Un jour, un vigile a giflé un gamin du revers de la main, ce qui a coûté quelques dents à ce dernier. Résultat : deux morts chez les gardes, un chez les Lunatiques.
Après cet incident, les gardes ont ignoré les enfants.
Nous n’avons pas eu à nous occuper de cette action, il nous a suffi de l’encourager. Vous n’auriez jamais osé penser qu’une femme âgée aussi douce que ma femme-aînée eût poussé des enfants à mal se conduire. Et pourtant !
D’autres choses ont contribué à déstabiliser ces hommes si loin de leur foyer, et nous en avons profité. L’Autorité avait envoyé ces dragons de la Paix sur le Roc sans le moindre « détachement de loisir ».
Certaines de nos femmes étaient extrêmement belles.
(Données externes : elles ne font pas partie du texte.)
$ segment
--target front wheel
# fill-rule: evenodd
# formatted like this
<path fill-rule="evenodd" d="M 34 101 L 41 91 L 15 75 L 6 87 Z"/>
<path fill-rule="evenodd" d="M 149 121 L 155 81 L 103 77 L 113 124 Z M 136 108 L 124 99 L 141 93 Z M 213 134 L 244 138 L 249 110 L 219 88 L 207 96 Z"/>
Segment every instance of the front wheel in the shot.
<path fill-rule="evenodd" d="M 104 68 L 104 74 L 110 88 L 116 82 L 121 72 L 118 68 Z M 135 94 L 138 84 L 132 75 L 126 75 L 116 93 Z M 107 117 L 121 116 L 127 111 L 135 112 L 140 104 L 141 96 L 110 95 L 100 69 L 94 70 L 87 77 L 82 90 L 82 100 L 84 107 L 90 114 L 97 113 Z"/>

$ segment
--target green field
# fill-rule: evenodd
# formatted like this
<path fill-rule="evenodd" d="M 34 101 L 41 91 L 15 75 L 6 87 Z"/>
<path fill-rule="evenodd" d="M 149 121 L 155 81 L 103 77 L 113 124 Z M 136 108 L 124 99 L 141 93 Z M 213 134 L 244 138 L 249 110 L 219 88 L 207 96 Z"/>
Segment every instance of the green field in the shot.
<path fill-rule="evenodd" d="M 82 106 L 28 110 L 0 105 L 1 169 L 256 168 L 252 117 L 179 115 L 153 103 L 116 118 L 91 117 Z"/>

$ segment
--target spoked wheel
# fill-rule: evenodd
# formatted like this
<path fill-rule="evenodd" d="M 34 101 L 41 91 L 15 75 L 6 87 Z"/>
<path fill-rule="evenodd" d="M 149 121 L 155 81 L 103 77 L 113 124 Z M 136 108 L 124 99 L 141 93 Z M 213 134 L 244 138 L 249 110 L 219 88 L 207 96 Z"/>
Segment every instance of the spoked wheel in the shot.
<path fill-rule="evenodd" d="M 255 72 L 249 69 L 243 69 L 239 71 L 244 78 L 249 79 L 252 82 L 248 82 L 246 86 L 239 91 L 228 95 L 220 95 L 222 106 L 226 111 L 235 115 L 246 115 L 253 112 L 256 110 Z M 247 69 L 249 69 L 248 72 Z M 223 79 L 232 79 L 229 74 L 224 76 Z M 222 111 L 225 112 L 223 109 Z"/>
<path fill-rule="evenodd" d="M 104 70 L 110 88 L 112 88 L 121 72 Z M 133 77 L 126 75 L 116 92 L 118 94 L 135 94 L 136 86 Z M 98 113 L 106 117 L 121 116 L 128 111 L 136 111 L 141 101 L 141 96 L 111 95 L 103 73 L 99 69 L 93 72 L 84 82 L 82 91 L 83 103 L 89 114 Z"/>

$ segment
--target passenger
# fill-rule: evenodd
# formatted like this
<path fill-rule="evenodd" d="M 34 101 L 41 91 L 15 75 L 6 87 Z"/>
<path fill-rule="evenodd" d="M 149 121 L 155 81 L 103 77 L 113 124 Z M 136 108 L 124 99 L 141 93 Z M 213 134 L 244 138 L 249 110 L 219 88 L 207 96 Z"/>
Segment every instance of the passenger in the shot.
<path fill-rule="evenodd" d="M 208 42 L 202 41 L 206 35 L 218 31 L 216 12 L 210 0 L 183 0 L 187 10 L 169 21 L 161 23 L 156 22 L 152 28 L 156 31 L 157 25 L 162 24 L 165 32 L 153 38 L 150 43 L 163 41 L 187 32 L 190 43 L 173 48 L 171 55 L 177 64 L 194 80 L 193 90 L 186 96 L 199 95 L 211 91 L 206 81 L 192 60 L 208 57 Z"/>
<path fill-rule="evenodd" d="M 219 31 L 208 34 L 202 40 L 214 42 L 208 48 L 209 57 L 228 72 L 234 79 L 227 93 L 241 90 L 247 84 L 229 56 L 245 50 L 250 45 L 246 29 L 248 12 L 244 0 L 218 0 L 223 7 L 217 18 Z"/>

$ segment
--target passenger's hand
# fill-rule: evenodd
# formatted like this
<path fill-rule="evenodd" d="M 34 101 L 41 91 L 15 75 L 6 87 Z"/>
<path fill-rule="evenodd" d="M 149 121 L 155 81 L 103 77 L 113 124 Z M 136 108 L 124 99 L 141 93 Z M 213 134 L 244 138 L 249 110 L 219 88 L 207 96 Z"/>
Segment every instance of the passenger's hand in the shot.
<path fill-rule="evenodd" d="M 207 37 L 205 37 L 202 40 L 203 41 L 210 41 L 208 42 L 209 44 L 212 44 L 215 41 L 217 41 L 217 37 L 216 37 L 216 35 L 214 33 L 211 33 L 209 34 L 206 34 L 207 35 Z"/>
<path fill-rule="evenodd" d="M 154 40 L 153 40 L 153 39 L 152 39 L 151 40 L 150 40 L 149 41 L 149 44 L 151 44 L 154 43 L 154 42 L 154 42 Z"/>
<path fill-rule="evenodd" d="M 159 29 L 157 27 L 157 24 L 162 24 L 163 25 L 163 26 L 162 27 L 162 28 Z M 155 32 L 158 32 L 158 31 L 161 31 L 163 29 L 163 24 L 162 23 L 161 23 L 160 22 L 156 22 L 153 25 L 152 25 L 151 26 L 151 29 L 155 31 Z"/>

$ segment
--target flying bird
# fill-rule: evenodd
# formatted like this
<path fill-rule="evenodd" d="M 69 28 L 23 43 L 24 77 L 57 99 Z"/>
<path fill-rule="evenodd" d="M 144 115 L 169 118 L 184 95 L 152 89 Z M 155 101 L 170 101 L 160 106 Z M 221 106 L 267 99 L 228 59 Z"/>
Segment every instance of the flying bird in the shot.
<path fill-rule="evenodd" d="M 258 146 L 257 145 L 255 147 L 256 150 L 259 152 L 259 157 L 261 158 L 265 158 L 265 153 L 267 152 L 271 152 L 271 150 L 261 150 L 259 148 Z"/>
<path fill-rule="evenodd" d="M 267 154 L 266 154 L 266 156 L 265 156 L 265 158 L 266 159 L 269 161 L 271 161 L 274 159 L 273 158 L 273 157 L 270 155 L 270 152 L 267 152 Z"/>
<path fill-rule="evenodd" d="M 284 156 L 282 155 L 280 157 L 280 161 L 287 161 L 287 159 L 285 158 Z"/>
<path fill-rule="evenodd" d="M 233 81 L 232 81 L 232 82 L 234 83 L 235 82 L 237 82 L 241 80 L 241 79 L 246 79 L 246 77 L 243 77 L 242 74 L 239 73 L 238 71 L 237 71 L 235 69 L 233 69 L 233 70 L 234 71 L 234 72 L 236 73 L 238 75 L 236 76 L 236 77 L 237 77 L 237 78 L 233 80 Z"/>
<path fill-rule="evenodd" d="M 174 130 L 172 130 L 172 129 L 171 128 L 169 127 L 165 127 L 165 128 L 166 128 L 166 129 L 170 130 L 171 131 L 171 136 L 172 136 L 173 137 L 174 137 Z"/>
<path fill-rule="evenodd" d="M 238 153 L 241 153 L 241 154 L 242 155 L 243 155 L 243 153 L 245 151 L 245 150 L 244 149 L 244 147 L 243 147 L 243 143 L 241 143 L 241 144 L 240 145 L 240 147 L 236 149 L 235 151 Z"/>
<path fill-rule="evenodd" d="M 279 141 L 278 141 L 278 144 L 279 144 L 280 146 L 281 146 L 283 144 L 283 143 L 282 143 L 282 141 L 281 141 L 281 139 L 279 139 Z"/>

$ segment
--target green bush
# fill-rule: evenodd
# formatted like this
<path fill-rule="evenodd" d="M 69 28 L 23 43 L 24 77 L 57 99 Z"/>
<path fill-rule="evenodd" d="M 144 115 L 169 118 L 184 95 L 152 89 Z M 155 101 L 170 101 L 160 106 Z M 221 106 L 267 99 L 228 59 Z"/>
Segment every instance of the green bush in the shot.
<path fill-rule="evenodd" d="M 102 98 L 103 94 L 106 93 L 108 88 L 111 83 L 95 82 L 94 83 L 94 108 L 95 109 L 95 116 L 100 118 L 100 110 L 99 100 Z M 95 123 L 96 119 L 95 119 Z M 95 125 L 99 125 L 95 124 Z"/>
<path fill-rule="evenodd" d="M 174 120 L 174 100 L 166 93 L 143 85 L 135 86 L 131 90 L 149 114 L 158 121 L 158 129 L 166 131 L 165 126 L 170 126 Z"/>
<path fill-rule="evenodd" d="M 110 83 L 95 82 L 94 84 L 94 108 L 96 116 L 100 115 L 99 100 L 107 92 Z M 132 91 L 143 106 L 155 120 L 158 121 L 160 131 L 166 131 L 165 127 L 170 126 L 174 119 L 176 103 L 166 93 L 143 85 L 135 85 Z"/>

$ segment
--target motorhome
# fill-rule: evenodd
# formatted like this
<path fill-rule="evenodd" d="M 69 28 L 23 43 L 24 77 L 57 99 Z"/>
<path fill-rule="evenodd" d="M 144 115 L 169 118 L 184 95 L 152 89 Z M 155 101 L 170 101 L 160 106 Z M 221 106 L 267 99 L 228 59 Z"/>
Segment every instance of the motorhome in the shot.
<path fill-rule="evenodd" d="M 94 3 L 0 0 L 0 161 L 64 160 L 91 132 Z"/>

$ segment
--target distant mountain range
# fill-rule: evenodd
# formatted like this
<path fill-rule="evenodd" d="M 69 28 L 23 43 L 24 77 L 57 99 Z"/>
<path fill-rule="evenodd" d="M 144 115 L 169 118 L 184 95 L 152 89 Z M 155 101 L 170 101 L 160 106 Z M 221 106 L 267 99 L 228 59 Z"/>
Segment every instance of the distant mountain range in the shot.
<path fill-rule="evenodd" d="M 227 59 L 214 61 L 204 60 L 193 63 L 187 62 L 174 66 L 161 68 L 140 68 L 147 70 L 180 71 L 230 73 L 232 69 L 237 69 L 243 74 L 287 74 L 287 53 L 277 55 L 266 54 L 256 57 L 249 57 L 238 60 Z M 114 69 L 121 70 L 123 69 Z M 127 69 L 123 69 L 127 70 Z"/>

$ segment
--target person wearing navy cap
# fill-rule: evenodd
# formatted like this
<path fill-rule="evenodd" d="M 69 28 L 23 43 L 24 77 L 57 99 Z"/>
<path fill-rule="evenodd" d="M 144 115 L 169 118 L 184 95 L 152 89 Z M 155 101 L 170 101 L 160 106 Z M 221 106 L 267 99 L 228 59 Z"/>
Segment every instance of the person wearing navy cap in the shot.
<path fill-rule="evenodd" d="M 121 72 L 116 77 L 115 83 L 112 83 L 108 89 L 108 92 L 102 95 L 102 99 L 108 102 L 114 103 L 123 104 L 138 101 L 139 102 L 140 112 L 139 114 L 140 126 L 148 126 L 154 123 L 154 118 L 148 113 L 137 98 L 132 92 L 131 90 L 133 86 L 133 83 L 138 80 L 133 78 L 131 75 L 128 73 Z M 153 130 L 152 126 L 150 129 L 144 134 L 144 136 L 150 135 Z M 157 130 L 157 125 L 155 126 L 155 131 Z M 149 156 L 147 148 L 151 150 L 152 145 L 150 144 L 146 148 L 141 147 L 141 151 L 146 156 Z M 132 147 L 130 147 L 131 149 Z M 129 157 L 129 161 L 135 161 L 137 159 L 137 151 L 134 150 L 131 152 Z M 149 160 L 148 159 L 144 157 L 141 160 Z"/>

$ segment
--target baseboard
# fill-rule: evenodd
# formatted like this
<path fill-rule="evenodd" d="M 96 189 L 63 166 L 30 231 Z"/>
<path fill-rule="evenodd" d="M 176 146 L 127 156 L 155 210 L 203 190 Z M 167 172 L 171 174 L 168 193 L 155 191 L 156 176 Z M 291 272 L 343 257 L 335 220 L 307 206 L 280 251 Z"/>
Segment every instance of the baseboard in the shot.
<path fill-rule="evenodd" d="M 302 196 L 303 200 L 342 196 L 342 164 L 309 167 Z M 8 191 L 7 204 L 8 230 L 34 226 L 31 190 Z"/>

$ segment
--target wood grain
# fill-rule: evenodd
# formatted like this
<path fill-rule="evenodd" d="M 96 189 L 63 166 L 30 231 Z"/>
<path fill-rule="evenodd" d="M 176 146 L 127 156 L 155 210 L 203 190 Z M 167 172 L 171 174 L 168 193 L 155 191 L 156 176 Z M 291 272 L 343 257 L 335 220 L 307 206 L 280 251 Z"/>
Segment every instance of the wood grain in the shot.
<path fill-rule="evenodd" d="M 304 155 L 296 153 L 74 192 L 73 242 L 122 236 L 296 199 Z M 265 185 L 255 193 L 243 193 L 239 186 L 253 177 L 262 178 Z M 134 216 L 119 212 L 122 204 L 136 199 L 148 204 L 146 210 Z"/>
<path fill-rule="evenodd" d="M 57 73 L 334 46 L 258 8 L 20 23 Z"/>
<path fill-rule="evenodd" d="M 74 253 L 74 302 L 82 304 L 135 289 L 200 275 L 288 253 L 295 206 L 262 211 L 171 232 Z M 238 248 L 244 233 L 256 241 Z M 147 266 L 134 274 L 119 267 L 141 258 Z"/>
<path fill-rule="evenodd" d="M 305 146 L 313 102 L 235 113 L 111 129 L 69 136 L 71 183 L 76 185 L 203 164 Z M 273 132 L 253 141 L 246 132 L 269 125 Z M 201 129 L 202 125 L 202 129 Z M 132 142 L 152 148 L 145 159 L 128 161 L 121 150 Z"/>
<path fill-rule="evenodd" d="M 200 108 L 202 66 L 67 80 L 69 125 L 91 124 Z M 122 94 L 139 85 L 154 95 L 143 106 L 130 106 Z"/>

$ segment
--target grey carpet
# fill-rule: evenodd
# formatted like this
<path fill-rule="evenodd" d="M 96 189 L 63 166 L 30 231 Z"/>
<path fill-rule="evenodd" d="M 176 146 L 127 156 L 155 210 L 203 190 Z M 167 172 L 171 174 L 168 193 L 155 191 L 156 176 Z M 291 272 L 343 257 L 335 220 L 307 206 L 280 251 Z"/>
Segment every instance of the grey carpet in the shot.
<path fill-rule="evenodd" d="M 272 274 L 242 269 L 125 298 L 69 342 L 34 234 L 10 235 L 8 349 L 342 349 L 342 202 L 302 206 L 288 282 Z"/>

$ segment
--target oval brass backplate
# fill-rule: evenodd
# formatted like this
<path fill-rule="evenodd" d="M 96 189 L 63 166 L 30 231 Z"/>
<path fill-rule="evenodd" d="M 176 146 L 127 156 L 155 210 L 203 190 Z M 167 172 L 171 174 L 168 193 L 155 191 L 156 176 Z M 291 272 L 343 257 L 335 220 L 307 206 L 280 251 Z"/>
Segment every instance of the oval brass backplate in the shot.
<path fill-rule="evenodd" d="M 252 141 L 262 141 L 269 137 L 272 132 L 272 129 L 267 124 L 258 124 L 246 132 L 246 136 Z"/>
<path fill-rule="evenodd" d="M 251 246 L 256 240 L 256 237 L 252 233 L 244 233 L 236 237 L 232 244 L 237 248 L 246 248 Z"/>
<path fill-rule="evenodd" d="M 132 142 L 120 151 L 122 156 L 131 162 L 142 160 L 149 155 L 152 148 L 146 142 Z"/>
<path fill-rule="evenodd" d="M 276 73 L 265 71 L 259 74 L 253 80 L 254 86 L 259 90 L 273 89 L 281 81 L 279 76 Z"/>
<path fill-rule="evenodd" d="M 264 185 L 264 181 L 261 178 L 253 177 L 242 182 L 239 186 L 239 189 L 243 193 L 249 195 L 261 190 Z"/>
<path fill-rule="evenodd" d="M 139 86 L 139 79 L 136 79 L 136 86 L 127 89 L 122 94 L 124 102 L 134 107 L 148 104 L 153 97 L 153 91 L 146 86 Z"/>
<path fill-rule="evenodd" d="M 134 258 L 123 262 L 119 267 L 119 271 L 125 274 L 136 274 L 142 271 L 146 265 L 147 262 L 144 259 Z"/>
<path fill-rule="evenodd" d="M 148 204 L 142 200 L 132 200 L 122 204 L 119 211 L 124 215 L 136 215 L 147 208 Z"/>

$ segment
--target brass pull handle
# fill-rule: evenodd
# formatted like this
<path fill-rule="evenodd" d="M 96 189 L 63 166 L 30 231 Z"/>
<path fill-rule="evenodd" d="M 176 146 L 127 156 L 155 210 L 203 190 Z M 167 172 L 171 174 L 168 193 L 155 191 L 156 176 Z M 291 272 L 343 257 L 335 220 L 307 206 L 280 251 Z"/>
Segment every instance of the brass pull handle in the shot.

Quelques-unes sont venues flâner autour des stations, plus légèrement vêtues que d’habitude – quasi nues, pour ainsi dire – et parfumées à outrance avec des fragrances agressives, pénétrantes. Elles ne parlaient pas aux chemises jaunes, pas plus qu’elles ne les regardaient ; elles se contentaient de passer dans leur champ de vision, ondulant comme seule une Lunatique sait le faire. (Une femme de Terra ne peut pas déambuler de cette façon : elle est écrasée par une pesanteur six fois trop grande.)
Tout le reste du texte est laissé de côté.